"This is a small piece of a much, much larger fiscal challenge that we've got as a city."
Luke Bronin
A week after announcing a three-way deal to pay for $10 million in construction overruns at Hartford's new minor league baseball stadium, Hartford Mayor Luke Bronin held a town hall meeting with residents to talk about it.
In front of a packed house at the Hartford Public Library on Monday night, Bronin said the taxpayers would eventually have to pay about a third of the total burden -- amounting to a few hundred thousand dollars of extra money each year. And if that was the bad news, it gets worse -- the city has a $10 million deficit this year, and a projected $30 million deficit in the year to come.

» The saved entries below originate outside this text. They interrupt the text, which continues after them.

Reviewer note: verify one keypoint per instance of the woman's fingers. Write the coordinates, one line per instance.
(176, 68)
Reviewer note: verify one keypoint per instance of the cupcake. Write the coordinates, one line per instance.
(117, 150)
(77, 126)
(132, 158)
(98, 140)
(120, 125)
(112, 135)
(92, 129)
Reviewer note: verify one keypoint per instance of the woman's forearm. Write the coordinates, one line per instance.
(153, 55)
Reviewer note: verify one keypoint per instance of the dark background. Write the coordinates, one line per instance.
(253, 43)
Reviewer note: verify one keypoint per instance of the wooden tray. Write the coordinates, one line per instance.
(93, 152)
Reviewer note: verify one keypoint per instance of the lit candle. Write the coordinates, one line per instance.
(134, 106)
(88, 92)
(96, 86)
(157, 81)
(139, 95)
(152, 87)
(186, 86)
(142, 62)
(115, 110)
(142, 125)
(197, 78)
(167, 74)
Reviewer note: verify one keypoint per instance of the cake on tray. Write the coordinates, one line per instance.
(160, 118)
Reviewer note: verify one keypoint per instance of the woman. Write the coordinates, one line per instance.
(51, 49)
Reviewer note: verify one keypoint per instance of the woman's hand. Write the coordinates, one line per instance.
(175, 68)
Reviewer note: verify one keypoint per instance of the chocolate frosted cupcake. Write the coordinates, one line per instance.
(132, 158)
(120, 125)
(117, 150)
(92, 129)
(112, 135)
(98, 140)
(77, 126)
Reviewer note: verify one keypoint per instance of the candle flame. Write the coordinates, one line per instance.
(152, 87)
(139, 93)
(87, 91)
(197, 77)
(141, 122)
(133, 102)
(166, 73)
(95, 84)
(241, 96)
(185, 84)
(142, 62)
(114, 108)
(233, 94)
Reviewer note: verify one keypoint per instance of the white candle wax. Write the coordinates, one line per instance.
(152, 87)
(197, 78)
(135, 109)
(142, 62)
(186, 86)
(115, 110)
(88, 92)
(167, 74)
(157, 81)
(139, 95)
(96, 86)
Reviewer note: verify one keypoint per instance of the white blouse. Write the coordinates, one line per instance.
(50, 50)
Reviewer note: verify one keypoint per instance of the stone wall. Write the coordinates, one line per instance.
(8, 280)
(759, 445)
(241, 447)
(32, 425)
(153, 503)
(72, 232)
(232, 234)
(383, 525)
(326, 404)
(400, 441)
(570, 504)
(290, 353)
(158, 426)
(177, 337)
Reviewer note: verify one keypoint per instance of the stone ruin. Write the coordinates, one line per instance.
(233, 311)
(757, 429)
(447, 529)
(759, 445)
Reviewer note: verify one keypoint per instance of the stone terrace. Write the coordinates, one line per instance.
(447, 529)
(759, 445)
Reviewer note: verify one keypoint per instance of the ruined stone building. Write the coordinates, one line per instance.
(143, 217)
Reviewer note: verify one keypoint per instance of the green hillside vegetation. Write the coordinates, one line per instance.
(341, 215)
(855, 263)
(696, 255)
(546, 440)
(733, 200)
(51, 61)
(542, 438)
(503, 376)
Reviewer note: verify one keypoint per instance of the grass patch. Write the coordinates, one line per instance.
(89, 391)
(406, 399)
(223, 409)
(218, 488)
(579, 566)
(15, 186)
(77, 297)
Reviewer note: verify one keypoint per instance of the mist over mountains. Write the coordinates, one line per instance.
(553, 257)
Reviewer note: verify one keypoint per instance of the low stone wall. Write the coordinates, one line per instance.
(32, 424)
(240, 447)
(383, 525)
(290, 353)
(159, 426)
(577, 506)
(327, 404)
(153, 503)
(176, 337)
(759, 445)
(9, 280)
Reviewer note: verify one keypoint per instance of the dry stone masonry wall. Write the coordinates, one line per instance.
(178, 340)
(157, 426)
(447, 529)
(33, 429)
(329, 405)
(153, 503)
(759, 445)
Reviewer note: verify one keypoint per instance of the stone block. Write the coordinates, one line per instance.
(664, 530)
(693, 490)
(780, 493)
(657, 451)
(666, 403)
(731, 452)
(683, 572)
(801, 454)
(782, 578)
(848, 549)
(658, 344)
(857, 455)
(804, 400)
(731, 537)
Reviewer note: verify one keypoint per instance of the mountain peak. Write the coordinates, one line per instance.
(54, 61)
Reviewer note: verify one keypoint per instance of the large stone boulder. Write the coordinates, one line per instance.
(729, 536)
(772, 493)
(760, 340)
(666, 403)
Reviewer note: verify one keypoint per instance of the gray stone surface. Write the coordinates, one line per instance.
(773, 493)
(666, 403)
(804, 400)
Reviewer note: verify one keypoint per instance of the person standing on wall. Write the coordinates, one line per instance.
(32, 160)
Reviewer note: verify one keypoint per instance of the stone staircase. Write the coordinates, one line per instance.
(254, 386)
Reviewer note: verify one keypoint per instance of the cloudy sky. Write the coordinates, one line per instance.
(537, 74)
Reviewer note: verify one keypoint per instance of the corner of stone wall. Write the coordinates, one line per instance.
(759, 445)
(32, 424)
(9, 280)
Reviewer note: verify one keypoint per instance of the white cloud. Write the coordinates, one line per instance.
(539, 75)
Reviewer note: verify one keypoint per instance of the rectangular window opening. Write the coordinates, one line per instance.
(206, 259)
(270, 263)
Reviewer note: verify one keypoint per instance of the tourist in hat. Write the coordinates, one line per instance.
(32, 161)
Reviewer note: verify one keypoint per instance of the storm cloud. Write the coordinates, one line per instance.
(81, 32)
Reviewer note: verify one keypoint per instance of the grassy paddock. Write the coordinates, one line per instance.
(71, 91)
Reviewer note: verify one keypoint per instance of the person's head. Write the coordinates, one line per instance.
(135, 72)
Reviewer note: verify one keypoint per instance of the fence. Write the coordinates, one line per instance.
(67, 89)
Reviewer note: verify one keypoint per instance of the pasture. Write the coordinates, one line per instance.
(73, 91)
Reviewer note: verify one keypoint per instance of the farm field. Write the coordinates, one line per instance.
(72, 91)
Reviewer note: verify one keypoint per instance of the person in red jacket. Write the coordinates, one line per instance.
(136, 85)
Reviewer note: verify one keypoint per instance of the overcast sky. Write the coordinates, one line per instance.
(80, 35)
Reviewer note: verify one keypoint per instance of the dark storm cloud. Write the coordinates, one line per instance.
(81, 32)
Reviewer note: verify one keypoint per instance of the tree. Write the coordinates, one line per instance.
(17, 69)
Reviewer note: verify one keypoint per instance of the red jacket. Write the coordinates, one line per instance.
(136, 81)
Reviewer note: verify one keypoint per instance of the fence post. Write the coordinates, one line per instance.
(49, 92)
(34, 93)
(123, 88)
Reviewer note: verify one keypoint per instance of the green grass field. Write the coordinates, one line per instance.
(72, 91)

"We're going to be paying hundreds of thousands of dollars a year more in debt service as a result of having to fill this gap, but the problem was already there, and on a much larger scale," said Bronin. "This is a small piece of a much, much larger fiscal challenge that we've got as a city."
One resident asked Bronin whether he had confidence in the project's developer -- the Middletown-based Centerplan Companies. That's because when the roughly $70 million stadium is done, Centerplan still has a contract to build more than $300 million in residential, retail, and entertainment around it.
Bronin said the city needs to see that development through -- because it needs the money it will generate to pay back its lenders.
"So we have a tremendous amount invested as a city -- long before this latest negotiation -- we had a tremendous amount invested as a city in seeing that project proceed," said Bronin. "I'm committed to doing everything I can to make sure that that happens."
Bronin said the stadium should be ready for a first pitch by the end of May.